Since then Shelley’s Great Spirit, Spirit of Nature, Light, Beauty, Love, resembles the “Ideas” of Plato very closely, and since these Ideas have been identified by St. Augustine and other Christian platonists with the “mind of God,” it is doubtful that Shelley was an atheist in the strict sense of the term. His poetry at least will tend to imbue us with a realization of God’s Presence.
That Light whose smile kindles the Universe,
That Beauty in which all things work and move,
That Benediction which the eclipsing curse
Of birth can quench not, that sustaining Love
Which through the web of being blindly wove
By man and beast and earth and air and sea.
Burns bright or dim, as each are mirrors of
The fire for which all thirst; now beams on me,
Consuming the last clouds of cold mortality.[152]
In his later years Shelley became more and more of an idealist. Towards the beginning of 1812 he became acquainted with Berkeley’s writings at the instance of Southey. Ideas, according to Berkeley, are communicated to the mind through the immediate operation of the Deity without the intervention of any actual matter. All our ideas are words which God speaks to us. Matter is only a perception of the mind.
——this Whole
Of suns, and worlds, and men, and beasts, and flowers,
With all the silent or tempestuous workings
By which they have been, are, or cease to be,
Is but a vision; all that it inhabits
Are motes of a sick eye, bubbles and dreams;
Thought is its cradle and its grave, nor less
The future and the past are idle shadows
Of thoughts eternal flight—they have no being:
Nought is but that which feels itself to be.[153]
When Panthea, in Prometheus Unbound, describes to Asia a mysterious dream, suddenly Asia sees another shape pass between her and the “golden dew” which gleams through its substance. “What is it?” she asks. “It is mine other dream,” replies Panthea. “It disappears,” exclaims Asia. “It passes now into my mind,” replies Panthea. To Shelley dreams are as visible as the dreamers, and our minds are simply a collection of dreams. Reality is reduced to the unsubstantiality of a dream, and dreams are the only reality.
With regard to his belief in the immortality of the soul, we have the same difficulty and the same solution. All that we see or know, he says, perishes, and although life and thought differ from everything else, still this distinction does not afford us any proof that it survives that period beyond which we have no experience of its existence. The quotations, though, which can be twisted into an expression of disbelief in the immortality of the soul[154] are less numerous than those expressing disbelief in the existence of God. His writings teem with expressions of belief in existence after death. “You have witnessed one suspension of intellect in dreamless sleep ... you witness another in death. From the first, you well know that you cannot infer any diminution of intellectual force. How contrary then to all analogy to infer annihilation from death.”[155] Again, “Whatever may be his true and final destination there is a spirit within him at enmity with nothing and dissolution.”[156]

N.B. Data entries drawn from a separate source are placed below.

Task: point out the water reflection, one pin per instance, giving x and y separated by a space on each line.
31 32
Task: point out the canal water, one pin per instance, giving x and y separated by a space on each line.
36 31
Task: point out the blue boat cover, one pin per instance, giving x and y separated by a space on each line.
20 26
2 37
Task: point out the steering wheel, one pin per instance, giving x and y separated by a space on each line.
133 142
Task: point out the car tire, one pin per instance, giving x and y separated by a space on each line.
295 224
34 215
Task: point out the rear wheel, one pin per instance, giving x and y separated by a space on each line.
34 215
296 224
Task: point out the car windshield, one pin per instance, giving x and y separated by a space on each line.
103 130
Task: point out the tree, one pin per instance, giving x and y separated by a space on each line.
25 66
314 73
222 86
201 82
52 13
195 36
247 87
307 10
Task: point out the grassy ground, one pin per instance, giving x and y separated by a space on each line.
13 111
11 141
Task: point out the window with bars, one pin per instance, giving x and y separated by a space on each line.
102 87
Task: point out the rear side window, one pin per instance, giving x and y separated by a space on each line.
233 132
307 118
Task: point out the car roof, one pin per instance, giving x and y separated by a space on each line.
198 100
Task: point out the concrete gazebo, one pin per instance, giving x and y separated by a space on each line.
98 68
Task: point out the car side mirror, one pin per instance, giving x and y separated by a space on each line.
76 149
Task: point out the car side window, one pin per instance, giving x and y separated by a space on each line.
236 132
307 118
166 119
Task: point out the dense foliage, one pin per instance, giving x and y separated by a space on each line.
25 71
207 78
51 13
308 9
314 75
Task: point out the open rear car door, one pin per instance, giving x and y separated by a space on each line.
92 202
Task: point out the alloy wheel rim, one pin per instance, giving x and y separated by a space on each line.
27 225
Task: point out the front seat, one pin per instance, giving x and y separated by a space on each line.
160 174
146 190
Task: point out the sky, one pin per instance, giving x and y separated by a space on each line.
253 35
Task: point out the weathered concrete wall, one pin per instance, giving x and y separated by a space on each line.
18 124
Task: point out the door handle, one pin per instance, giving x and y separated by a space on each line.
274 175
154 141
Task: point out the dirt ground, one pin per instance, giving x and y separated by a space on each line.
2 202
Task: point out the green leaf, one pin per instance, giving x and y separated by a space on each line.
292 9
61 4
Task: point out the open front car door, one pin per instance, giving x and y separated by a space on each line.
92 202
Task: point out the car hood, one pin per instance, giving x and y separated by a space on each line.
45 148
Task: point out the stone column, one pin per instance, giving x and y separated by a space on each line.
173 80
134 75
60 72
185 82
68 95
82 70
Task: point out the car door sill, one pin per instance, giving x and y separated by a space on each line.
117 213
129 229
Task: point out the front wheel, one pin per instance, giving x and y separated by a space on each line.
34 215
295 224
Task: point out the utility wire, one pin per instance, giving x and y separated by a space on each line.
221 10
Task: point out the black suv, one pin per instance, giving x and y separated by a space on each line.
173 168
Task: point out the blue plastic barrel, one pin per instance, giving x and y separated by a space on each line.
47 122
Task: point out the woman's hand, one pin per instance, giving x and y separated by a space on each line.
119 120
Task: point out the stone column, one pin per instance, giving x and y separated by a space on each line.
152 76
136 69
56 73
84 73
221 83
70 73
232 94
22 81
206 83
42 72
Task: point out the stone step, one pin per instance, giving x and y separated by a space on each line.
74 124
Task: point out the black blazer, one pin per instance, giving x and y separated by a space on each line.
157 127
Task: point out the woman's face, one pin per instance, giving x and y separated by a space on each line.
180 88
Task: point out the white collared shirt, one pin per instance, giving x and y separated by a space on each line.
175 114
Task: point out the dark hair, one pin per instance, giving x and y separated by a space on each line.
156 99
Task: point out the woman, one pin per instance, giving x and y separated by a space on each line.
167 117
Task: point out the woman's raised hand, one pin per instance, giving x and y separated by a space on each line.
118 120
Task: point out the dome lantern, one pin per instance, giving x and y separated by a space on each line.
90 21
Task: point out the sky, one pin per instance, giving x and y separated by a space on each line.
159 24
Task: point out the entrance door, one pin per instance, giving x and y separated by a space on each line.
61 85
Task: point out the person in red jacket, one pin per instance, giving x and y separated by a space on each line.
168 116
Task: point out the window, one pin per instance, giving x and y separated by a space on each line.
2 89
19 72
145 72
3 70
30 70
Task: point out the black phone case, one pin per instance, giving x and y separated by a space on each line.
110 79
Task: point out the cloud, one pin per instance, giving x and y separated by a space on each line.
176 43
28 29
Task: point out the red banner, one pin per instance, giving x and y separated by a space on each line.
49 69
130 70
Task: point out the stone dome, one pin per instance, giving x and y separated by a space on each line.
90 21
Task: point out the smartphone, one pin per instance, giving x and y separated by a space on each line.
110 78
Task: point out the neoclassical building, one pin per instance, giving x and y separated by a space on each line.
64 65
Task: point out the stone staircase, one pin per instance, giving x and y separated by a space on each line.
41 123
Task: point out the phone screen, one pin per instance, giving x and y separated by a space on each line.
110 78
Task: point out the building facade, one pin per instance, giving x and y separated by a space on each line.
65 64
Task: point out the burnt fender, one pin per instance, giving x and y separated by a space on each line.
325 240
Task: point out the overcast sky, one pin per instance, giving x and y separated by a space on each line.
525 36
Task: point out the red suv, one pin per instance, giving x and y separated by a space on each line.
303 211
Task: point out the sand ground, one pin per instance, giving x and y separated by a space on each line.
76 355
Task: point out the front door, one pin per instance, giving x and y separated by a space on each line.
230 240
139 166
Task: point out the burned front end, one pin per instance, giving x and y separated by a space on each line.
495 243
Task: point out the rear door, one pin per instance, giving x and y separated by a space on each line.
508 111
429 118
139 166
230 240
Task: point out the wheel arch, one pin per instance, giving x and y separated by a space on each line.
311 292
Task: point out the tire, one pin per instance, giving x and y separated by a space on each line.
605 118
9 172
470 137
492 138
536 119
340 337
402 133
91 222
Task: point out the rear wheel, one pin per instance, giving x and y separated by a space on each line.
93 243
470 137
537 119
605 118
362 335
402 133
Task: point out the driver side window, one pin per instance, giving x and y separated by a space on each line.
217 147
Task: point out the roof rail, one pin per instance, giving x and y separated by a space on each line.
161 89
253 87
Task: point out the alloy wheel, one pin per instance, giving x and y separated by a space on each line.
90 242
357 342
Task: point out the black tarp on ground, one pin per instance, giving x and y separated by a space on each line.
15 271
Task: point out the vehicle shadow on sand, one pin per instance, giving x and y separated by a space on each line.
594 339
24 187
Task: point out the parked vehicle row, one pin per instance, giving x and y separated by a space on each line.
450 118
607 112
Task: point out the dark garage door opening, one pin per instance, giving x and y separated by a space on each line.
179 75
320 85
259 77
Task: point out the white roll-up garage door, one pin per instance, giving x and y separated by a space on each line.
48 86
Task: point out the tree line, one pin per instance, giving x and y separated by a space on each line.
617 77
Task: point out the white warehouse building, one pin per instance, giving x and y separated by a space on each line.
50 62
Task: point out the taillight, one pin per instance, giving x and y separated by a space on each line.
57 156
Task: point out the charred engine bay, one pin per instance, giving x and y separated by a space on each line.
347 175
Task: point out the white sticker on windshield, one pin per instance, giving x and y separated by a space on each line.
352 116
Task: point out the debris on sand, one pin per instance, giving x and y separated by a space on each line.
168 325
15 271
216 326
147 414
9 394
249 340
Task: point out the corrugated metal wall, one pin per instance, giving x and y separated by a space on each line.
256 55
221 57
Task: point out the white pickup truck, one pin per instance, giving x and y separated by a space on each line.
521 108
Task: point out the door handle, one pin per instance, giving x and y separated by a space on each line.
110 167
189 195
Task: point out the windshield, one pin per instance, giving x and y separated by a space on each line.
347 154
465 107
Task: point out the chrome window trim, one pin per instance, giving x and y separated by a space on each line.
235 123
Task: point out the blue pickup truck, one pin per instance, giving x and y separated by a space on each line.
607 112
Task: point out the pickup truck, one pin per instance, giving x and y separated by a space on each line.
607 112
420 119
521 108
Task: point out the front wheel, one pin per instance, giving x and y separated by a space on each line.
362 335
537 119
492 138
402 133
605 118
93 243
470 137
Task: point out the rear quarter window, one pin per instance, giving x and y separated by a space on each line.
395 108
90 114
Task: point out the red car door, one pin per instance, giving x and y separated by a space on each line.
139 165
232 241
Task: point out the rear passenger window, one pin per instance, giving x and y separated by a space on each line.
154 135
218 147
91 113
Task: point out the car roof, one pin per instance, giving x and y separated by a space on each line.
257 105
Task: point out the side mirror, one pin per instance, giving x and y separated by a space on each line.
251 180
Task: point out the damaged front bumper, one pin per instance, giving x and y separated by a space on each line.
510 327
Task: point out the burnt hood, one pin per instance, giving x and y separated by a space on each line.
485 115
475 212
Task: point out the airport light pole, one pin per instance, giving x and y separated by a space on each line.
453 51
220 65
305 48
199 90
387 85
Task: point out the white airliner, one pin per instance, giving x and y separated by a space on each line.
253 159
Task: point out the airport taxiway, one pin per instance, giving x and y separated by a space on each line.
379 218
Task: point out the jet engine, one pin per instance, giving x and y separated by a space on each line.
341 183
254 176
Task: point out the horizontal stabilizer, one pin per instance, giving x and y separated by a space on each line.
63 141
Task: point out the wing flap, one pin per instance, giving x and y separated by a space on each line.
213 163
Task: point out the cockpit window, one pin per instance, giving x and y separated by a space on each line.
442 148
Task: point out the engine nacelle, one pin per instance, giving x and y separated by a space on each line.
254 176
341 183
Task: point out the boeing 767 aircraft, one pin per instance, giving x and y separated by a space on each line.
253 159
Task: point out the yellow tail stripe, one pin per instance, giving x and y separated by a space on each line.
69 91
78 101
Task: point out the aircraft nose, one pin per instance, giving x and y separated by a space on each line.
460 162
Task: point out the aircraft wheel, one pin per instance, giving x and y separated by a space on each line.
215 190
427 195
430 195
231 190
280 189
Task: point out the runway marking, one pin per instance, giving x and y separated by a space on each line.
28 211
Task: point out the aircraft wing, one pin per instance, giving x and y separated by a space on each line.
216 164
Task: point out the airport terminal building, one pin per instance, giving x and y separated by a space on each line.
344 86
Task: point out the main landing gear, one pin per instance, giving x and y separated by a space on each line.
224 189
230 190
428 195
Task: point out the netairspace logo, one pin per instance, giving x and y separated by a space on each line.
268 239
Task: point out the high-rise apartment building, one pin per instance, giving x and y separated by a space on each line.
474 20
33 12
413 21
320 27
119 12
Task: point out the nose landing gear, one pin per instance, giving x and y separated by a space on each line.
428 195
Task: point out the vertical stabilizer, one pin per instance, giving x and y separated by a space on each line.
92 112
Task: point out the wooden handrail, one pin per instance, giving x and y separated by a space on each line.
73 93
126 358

Plato claimed that the soul preexisted long before it was united to the body. In its supercelestial home “the soul enjoyed a clear and unclouded vision of ideas; and that, although it fell from that happy state and was steeped in the river of forgetfulness it still retains an indistinct memory of those heavenly intuitions of the truth.”[157] Shelley was so impressed with the truth of this theory that he once walked up to a woman who was carrying a child in her arms and asked her if her child would tell them anything about preexistence. He believed that after death the soul returns to Plato’s world of Ideas whence it came.
Whilst burning through the inmost veil of heaven
The soul of Adonais, like a star
Beacons from the abode where the eternal are.[158]
As to the nature of the soul his early views reflect the influence of Dr. G. Aberthney, who believed in a kind of universal animism. On January 6, 1811, he writes to Hogg: “I think we may not inaptly define soul as the most supreme, superior and distinguished abstract appendage to the nature of anything.” Again, “I conceive (and as is certainly capable of demonstration) that nothing can be annihilated, but that everything appertaining to nature, consisting of constituent parts infinitely divisible, is in a continual change, then do I suppose—and I think I have a right to draw this inference—that neither will soul perish.”[159]
In Queen Mab we find Shelley believing in the doctrine of necessity. There he denies the freedom of the will. Later on he exempted the will from the law of necessity, but not the intelligence or reason of man. His views on this subject were derived principally from Godwin. “Every human being,” says Godwin, “is irresistably impelled to act precisely as he does act. In the eternity which preceded his birth a chain of causes was generated, which, operating under the name of motives, make it impossible that any thought of his mind and any action of his life should be otherwise than it is.”[160]